Local industries speak with area eighth grade students about careers at expo

By Wes Tomlinson  

For the Enquirer  

 

The eighth graders who attended a career expo Thursday won’t be in the workforce for a few years, but more than 50 businesses and industries took the opportunity to give them a preview of the many careers that will be available to them. 

The Endless Opportunities Job Fair, a hands-on career expo hosted by the Decatur-Morgan County Chamber of Commerce, began Thursday at Ingalls Harbor Pavilion. Representatives of numerous companies answered questions and engaged with students about the specifics of their jobs. The expo Thursday was exclusively for Morgan County eighth graders, with a repeat of the event planned Friday hosting Limestone County eighth graders. 

Fisher Nix, an eighth grade student at Hartselle Junior High School, was wearing a blue hat with the Cook’s Pest Control logo on it along with several of his classmates. 

“Actually, I never thought about it before today, but I might look into Cook’s as a career,” he said. 

The Madagascar hissing cockroaches and tarantula that Cook’s had on display at its booth got his interest, Nix said. 

That was the point, said Jason Kiefer, the training supervisor for Cook’s Pest Control. 

“It allows us to be able to interact with the kids and they get to see something they usually wouldn’t see on a normal basis,” he said.  

Kiefer said he doesn’t believe a lot of students consider pest control as a viable career and events like the expo allow his team to explain to them the importance of the job. 

“Just starting out as a technician, all you need is a high school diploma and you can make a really good living,” Kiefer said. “Even during the pandemic, we are an essential service. We never stopped working. People were staying home more and requesting pest control more so we were just as busy then as now.” 

The unemployment rate in Alabama is 2.1% and in Morgan County it’s 2%,  according to the Alabama Department of Labor, which means many local companies are struggling to fill labor gaps. Expos like this one are part of the long-term effort. 

“It’s tough and we are hiring weekly,” said Marquieta Wiley, project coordinator for Fite Building Co. 

Wiley represented Fite at the expo Thursday and instructed students to take apart a 2-foot-high series of wooden blocks without knocking them over, like a large Jenga game. She said now is the time to reach students while they are young so they will consider trades like construction as they are nearing high school graduation. 
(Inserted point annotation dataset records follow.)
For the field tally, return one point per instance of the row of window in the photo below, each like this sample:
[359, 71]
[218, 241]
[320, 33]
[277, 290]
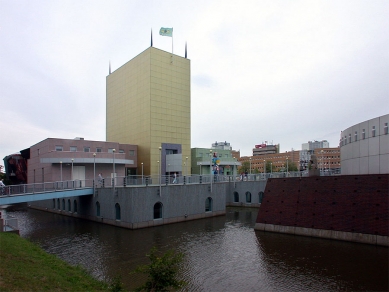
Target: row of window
[344, 140]
[57, 205]
[248, 197]
[157, 209]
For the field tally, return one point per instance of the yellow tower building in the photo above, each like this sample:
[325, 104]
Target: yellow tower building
[148, 104]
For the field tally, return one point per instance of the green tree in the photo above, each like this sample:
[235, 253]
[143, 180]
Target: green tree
[161, 272]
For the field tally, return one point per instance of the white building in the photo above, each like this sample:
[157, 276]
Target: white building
[364, 147]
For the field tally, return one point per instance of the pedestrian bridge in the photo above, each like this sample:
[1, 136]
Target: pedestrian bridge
[15, 194]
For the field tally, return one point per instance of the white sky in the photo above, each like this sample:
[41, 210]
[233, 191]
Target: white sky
[285, 72]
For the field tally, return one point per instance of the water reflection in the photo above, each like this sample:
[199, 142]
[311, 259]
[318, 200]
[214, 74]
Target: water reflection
[221, 254]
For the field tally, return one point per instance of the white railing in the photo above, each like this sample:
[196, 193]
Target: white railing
[45, 187]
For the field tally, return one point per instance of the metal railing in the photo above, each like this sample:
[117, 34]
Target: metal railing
[138, 180]
[45, 187]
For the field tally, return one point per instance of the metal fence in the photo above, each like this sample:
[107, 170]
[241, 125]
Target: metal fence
[138, 180]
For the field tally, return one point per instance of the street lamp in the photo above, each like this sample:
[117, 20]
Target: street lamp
[142, 172]
[186, 170]
[61, 169]
[72, 168]
[210, 166]
[264, 167]
[287, 166]
[94, 168]
[159, 170]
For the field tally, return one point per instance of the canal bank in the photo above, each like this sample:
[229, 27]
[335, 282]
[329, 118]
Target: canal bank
[222, 253]
[148, 206]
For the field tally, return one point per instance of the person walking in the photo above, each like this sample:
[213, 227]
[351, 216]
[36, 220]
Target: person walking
[2, 188]
[175, 178]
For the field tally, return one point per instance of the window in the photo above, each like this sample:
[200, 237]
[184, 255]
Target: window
[208, 204]
[158, 210]
[117, 212]
[260, 194]
[248, 197]
[236, 197]
[97, 209]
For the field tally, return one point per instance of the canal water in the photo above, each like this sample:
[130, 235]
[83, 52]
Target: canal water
[223, 253]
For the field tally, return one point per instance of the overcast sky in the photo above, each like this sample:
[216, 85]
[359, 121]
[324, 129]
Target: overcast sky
[286, 72]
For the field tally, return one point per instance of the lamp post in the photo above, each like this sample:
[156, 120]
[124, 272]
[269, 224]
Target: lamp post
[186, 166]
[210, 167]
[94, 168]
[60, 163]
[159, 170]
[72, 169]
[142, 172]
[250, 166]
[264, 167]
[287, 166]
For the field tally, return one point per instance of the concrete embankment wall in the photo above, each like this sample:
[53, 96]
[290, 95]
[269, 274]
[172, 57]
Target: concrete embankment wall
[352, 208]
[179, 203]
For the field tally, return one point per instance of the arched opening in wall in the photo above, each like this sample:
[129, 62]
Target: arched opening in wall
[236, 197]
[260, 195]
[208, 204]
[158, 210]
[248, 197]
[97, 209]
[118, 215]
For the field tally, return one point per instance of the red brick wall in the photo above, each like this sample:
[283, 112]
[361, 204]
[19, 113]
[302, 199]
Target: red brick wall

“We’re trying to pull trade back in,” Wiley said. “We go around to schools and try to reach kids and tell them there are good jobs you can get without a college degree if you can’t afford college. Trade jobs are good jobs.” 

Wiley said Fite provides all necessary training, including paying for employees to attend classes and training for their commercial driver’s license. 

“We also do extension training and they can complete (occupational safety) certifications,” Wiley said. “We invest in people who show interest.” 

Workers at 3M Co. were also there to highlight their work. Human Resources Supervisor Ellory Cartagena said students can get hired right out of high school for several jobs they offer. 

“We hire production that doesn’t require any college, but we also have four-year college careers like engineers and human resources positions,” Cartagena said. 

Amber Fortenberry from the Decatur-Morgan County Chamber of Commerce said the expo presents an opportunity for kids to have hands-on experience with companies as they exhibit and explain features of their work. Fortenberry, the director of talent development and recruitment, said this is her sixth year to be involved with the expo.